Aún hoy, cuando su leyenda es indiscutible, muchos preguntan si fue un gran actor. Tal vez no. Pero fue algo mucho más importante: un carácter en todo el sentido de la palabra. Insobornable e invencible cuando se enfrentó con los esbirros del senador MacCarthy y su caza de brujas: los comunistas. Que según él… estaban en todos lados y conspiraban contra los Estados Unidos. Una pavorosa cruzada que jamás probó un solo hecho contra el país. Una época negra que premió a los delatores, dejó sin trabajo y en la ruina a los acusados —muchos se exiliaron, varios se suicidaron—y levantó olas de repudio en medio planeta…

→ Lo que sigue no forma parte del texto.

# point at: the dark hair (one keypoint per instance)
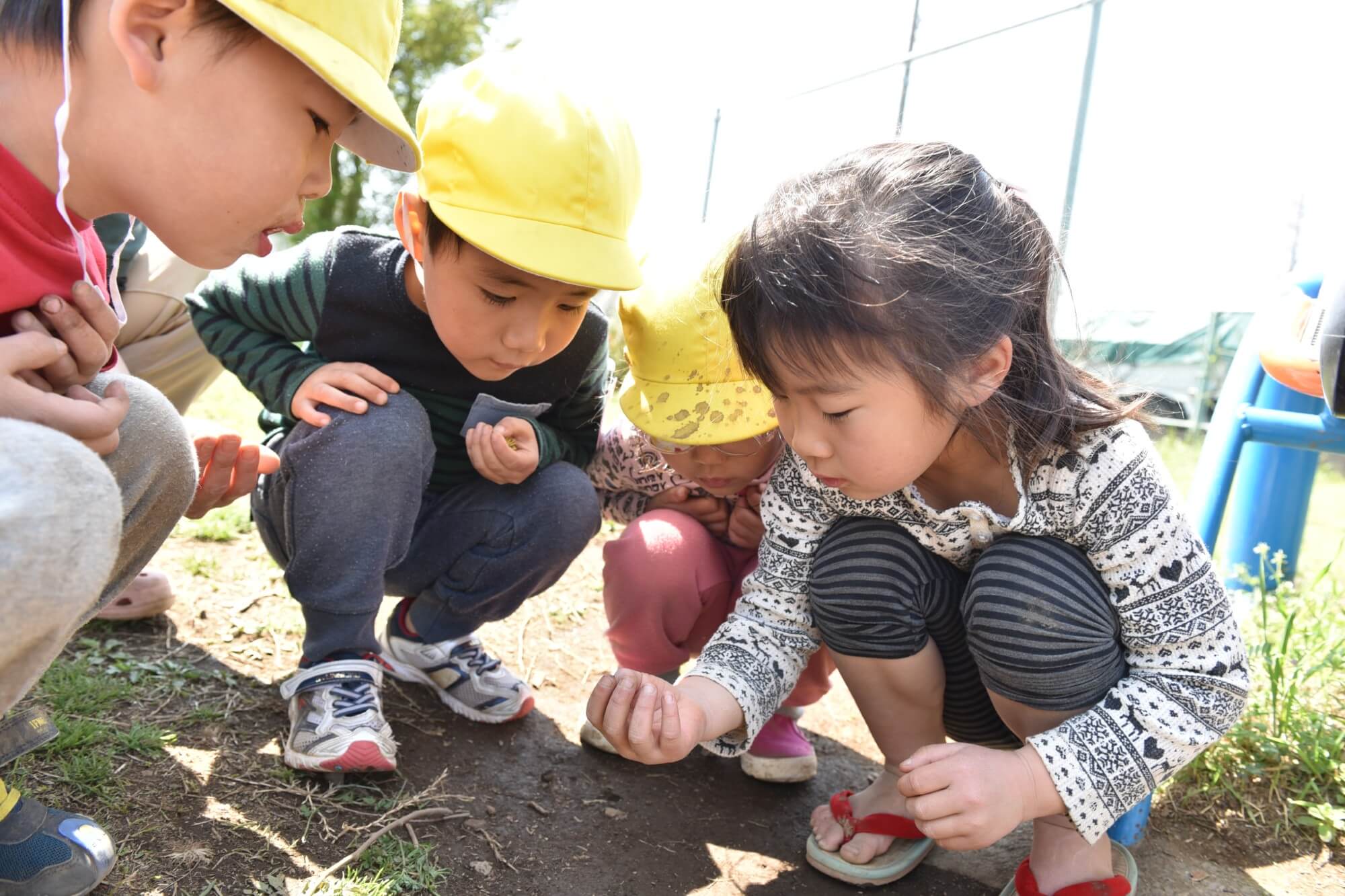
(38, 24)
(440, 235)
(913, 255)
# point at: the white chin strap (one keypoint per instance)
(64, 179)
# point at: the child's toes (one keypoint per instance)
(825, 829)
(864, 848)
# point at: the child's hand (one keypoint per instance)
(228, 467)
(746, 526)
(349, 386)
(79, 413)
(87, 325)
(506, 454)
(711, 512)
(966, 797)
(645, 717)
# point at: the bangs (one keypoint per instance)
(812, 309)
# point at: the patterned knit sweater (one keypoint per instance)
(344, 294)
(1110, 497)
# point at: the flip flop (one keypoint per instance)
(149, 595)
(1124, 884)
(898, 861)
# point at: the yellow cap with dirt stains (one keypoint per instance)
(687, 382)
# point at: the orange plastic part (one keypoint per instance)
(1292, 356)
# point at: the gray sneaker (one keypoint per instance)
(467, 680)
(337, 719)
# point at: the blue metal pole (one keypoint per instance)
(1223, 447)
(1274, 483)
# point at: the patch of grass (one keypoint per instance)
(392, 866)
(221, 525)
(202, 565)
(145, 740)
(1282, 766)
(91, 772)
(95, 692)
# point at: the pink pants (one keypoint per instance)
(668, 584)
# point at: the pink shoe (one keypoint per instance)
(781, 752)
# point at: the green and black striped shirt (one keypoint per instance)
(344, 295)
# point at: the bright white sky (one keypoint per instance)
(1210, 122)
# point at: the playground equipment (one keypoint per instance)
(1273, 434)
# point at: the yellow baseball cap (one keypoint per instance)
(687, 382)
(352, 45)
(529, 173)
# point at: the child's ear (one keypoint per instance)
(141, 29)
(410, 213)
(989, 372)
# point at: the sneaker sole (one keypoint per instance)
(406, 671)
(591, 736)
(361, 756)
(782, 770)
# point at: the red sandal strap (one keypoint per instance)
(1026, 883)
(884, 823)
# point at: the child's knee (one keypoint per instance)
(666, 537)
(866, 592)
(154, 459)
(393, 439)
(1042, 626)
(60, 521)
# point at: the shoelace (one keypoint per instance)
(475, 657)
(353, 700)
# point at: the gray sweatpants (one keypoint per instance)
(76, 528)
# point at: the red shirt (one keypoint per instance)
(38, 255)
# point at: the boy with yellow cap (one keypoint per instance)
(215, 122)
(683, 462)
(434, 432)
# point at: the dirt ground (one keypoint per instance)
(219, 814)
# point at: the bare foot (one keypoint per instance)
(879, 797)
(1061, 856)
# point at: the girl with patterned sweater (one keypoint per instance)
(683, 460)
(981, 534)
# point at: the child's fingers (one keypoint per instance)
(929, 807)
(307, 411)
(360, 385)
(927, 779)
(617, 719)
(72, 323)
(946, 830)
(334, 397)
(34, 380)
(474, 452)
(30, 350)
(640, 731)
(376, 377)
(598, 700)
(205, 447)
(672, 732)
(268, 460)
(930, 754)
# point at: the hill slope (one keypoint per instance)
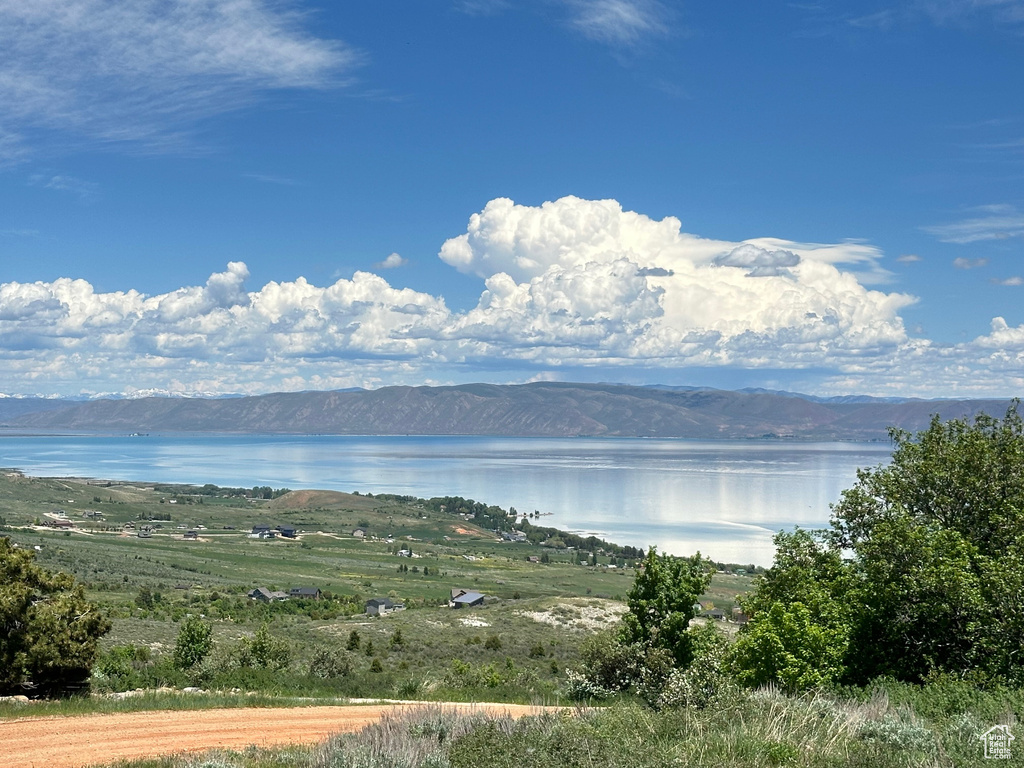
(526, 410)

Y además, un profesional absoluto. Podía acostarse a las cuatro de la madrugada, borracho, pero a las ocho estaba en el set, lúcido, impecable, y sin olvidar una línea del guión. Según él, los actores que no cumplían con ese precepto eran vagos. Simplemente vagos…

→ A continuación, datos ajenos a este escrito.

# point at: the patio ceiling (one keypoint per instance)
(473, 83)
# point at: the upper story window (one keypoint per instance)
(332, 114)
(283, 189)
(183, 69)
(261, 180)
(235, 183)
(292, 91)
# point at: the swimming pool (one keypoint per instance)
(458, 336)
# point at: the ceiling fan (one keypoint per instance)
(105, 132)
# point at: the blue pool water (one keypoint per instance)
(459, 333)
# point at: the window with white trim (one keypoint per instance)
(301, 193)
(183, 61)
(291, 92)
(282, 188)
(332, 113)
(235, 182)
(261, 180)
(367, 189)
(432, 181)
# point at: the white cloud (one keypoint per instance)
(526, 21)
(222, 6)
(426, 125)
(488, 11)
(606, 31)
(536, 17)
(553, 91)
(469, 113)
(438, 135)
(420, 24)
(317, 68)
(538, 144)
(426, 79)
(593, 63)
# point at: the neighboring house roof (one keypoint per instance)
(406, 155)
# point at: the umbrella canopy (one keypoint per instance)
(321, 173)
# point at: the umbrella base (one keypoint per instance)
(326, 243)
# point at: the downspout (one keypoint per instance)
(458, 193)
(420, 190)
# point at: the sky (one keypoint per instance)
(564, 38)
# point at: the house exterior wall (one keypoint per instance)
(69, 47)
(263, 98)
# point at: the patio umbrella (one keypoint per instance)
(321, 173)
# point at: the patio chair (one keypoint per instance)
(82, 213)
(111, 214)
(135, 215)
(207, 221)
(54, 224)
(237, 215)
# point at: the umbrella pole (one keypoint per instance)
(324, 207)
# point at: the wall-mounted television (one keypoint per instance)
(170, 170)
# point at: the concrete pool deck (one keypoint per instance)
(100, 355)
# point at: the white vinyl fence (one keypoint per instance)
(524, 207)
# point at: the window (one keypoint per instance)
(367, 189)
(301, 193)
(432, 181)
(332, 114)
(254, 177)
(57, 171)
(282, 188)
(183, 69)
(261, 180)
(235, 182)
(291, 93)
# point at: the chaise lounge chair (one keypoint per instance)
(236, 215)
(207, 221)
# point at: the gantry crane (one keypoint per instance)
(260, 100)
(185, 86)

En 1942 empezó el doble mito: Bogart más Casablanca, acaso la película más amada por millones, y juzgada por Umberto Eco como "perfecta, porque en ella están contenidos todos los mitos: el héroe solitario, los héroes gemelos, la lucha contra el mal, el amor que se sacrifica por una causa, el cínico que se torna idealista, la lucha por la libertad, la amistad a toda prueba…"
Y también una suma de errores y equívocos… que acabó siendo un monumento cinematográfico. Su protagonista debió ser George Raft —otro duro—, pero no aceptó. Su director, Michael Curtiz, un húngaro de familia judía llamado Manó Kertész Kaminer, ex artista de circo, apenas hablaba inglés. Ingrid Bergman, la coprotagonista, una sueca bellísima pero algo hierática, tampoco dominaba la lengua de Shakespeare. El guión fue modificado varias veces: nadie parecía saber qué demonios hacer. Y además, poco dinero: escenarios de cartón pintado…
Y de pronto, como si de la explosión de una imprenta saliera un libro perfecto, se convirtió en el fenómeno más perdurable de Hollywood.
Pero estaba Bogart.
Nadie mejor. Nadie más perfecto como actor. Nadie más noble como personaje. La cumbre de una vida de alguien que fue, delante y detrás de las cámaras, nada menos que todo un hombre.